Ultrastructural Alteration of Pulmonary Capillary Endothelial Glycocalyx During Endotoxemia.

BACKGROUND: The most recent diagnostic criteria for sepsis include organ failure. Microvascular endothelial injury is believed to lead to the multiple organ failure seen in sepsis, although the precise mechanism is still controversial. ARDS is the primary complication during the sequential development of multiple organ dysfunction in sepsis, and endothelial injury is deeply involved. Sugar-protein glycocalyx coats all healthy vascular endothelium, and its disruption is one factor believed to contribute to microvascular endothelial dysfunction during sepsis. The goal of this study was to observe the three-dimensional ultrastructural alterations in the pulmonary capillary endothelium, including the glycocalyx, during sepsis-induced pulmonary vasculitis. METHODS: This study investigated the three-dimensional ultrastructure of pulmonary vascular endothelial glycocalyx in a mouse lipopolysaccharide-induced endotoxemia model.
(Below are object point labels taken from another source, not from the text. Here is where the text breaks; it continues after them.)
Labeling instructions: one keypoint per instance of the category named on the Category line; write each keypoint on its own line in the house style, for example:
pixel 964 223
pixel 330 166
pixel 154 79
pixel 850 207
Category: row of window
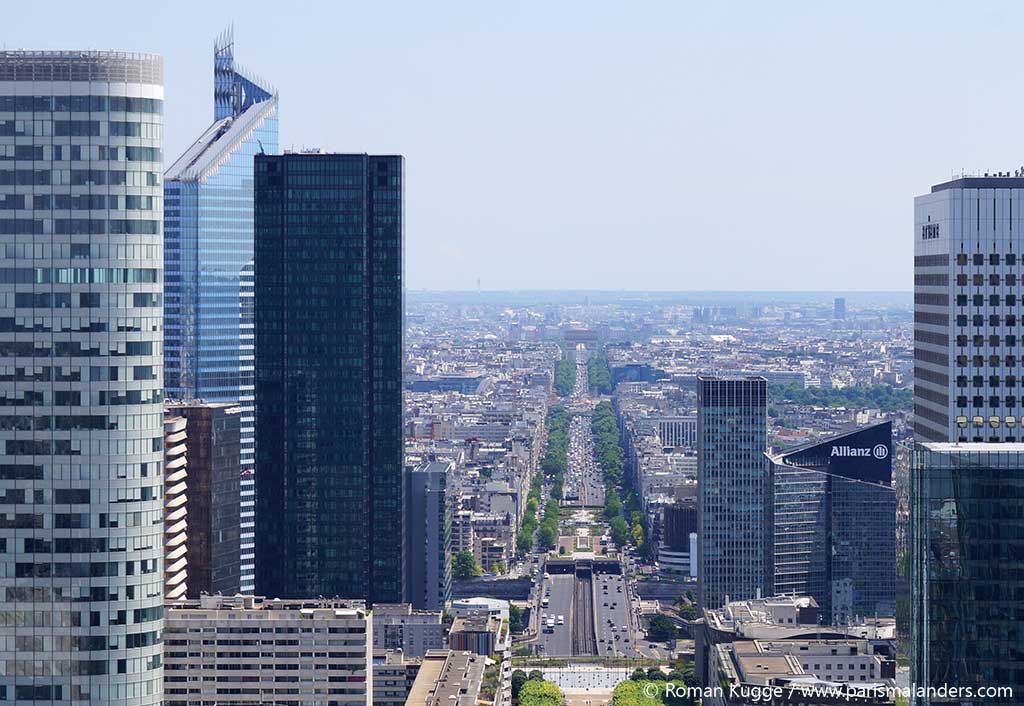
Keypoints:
pixel 79 202
pixel 80 104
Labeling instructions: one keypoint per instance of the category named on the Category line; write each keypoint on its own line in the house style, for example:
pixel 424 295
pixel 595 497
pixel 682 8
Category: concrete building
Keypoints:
pixel 782 618
pixel 394 674
pixel 250 650
pixel 175 507
pixel 82 388
pixel 967 553
pixel 428 535
pixel 448 678
pixel 734 538
pixel 835 524
pixel 398 626
pixel 968 244
pixel 212 458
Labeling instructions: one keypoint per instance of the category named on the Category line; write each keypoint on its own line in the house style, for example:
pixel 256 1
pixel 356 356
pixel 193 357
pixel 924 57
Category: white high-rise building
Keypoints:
pixel 968 247
pixel 81 377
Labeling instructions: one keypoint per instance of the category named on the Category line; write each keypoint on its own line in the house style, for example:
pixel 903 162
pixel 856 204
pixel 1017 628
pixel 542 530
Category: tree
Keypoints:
pixel 540 693
pixel 518 678
pixel 662 628
pixel 464 565
pixel 620 531
pixel 515 619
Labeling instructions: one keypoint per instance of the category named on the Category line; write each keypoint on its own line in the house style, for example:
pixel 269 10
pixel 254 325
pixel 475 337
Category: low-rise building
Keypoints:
pixel 398 626
pixel 448 678
pixel 249 650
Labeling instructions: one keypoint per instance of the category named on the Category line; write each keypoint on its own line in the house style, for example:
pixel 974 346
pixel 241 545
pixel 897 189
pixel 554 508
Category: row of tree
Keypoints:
pixel 531 690
pixel 556 458
pixel 868 397
pixel 599 374
pixel 565 375
pixel 606 448
pixel 524 538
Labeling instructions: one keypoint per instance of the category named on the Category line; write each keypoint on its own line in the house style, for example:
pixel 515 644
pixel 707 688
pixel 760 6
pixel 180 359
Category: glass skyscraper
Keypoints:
pixel 329 336
pixel 967 568
pixel 734 502
pixel 835 524
pixel 209 252
pixel 81 377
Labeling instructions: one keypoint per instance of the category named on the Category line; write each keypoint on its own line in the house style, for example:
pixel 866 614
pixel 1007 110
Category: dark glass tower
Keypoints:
pixel 734 502
pixel 329 335
pixel 835 524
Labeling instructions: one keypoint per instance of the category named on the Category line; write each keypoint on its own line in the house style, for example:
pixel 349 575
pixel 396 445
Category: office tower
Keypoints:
pixel 835 524
pixel 839 308
pixel 967 248
pixel 428 535
pixel 209 239
pixel 734 501
pixel 81 473
pixel 233 651
pixel 214 520
pixel 329 335
pixel 175 507
pixel 967 573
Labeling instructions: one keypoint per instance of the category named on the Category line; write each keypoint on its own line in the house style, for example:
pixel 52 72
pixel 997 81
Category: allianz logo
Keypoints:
pixel 880 451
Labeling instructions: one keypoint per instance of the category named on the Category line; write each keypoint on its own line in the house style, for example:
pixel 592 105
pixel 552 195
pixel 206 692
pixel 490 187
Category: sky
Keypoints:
pixel 613 146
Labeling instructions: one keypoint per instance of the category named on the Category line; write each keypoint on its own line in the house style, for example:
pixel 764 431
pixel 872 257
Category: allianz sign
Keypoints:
pixel 880 451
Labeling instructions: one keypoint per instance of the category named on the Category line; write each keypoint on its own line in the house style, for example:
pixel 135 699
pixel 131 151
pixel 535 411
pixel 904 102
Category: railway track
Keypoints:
pixel 584 634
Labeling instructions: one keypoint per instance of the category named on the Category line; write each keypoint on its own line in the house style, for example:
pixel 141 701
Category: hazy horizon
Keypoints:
pixel 599 146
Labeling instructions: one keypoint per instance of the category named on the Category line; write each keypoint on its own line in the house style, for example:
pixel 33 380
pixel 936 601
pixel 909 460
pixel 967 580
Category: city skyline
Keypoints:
pixel 782 160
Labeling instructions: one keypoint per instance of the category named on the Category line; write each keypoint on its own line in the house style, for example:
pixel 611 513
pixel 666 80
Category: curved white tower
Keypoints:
pixel 81 378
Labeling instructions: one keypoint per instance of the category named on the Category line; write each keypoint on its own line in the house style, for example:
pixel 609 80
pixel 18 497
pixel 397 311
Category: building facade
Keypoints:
pixel 428 536
pixel 209 259
pixel 329 336
pixel 248 650
pixel 734 496
pixel 967 568
pixel 211 456
pixel 967 287
pixel 175 507
pixel 82 428
pixel 835 524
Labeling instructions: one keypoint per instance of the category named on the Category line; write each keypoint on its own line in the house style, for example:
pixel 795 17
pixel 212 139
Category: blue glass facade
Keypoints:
pixel 967 569
pixel 208 255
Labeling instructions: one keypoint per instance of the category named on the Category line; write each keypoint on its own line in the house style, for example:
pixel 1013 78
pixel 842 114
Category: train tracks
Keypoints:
pixel 584 634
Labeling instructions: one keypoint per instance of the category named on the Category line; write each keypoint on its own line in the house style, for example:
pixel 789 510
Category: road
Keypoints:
pixel 557 641
pixel 614 628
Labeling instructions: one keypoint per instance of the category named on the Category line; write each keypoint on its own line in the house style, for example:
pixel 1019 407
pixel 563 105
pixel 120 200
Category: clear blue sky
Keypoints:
pixel 670 146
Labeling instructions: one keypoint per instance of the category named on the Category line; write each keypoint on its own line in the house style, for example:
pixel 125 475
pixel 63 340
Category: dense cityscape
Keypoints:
pixel 244 464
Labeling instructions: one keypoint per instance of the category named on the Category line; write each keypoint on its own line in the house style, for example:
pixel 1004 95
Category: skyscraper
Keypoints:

Lungs were fixed with lanthanum-containing alkaline fixative to preserve the glycocalyx. RESULTS: On both scanning and transmission electron microscopic imaging, the capillary endothelial glycocalyx appeared as a moss-like structure entirely covering the endothelial cell surface in normal mice. In the septic lung following liposaccharide injection, however, this structure was severely disrupted; it appeared to be peeling away and coagulated. In addition, syndecan-1 levels were significantly reduced in the septic lung, and numerous spherical structures containing glycocalyx were observed on the endothelial surface. CONCLUSIONS: It appears that endothelial glycocalyx in the lung is markedly disrupted under experimental endotoxemia conditions. This finding supports the notion that disruption of the glycocalyx is causally related to the microvascular endothelial dysfunction that is characteristic of sepsis-induced ARDS.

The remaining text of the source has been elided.